Code snippets on how to hook up Bugsnag into a Gatsby app and enrich the integration through Netlify

Friday, June 05, 2020 · 4 min read

About a month ago I upgraded my site to Gatsby v2 and I’ve been learning a lot about how to do various things in Gatsby. I recently introduced minishops to the site, which are focused 3-hour workshops online.

I’m using Eventbrite to collect and pay for registrations and it uses a cool javascript overlay so that attendees don’t have to navigate away from my site. However, with more complex UX & JS comes a greater potential for errors. As a result, I wanted to add Bugsnag JavaScript error monitoring to my site.

Bugsnag

I’ve been using Bugsnag for several years and the latest way it integrates with React is pretty clever. In the beginning, there was just a single JavaScript integration that I'm pretty sure hooked into window.onError. Now they’ve been adding specific library/framework integrations through plugins in order to have richer (and easier) error reporting.

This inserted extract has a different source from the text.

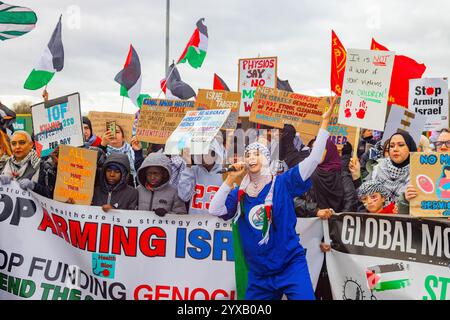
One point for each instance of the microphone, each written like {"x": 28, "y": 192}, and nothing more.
{"x": 227, "y": 169}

Now the React plugin exports an ErrorBoundary that wraps your entire app like you would do for global context or a Redux provider.

From the Bugsnag React docs, the integration looks something like:

// initialize bugsnag ASAP, before other imports
import Bugsnag from '@bugsnag/js'
Bugsnag.start('API_KEY')

import ReactDOM from 'react-dom'
import React from 'react'
import bugsnagReact from '@bugsnag/plugin-react'
Bugsnag.use(bugsnagReact, React)

// wrap your entire app tree in the ErrorBoundary provided
const ErrorBoundary = Bugsnag.getPlugin('react')
ReactDOM.render(
  <ErrorBoundary>
    <YourApp />
  </ErrorBoundary>,
  document.getElementById('app'),
)

GatsbyJS

This would work great for your typical app (created by Create React App let’s say) but doesn’t work with GatsbyJS. Because Gatsby is taking care of pre-rendering and a whole host of other optimizations, it handles how and when the app is actually rendered to the DOM. There is no place in Gatsby where we’re explicitly calling ReactDOM.render().

Gatsby does however, have a wrapRootElement() hook that allows us to add Bugsnag’s ErrorBoundary before Gatsby takes over to continue doing its thing. We call it in gatsby-browser.js.

const React = require('react')
const Bugsnag = require('@bugsnag/js').default
const BugsnagPluginReact = require('@bugsnag/plugin-react').default

Bugsnag.start({
  apiKey: process.env.BUGSNAG_API_KEY,
  plugins: [new BugsnagPluginReact()],
})

const ErrorBoundary = Bugsnag.getPlugin('react').createErrorBoundary(React)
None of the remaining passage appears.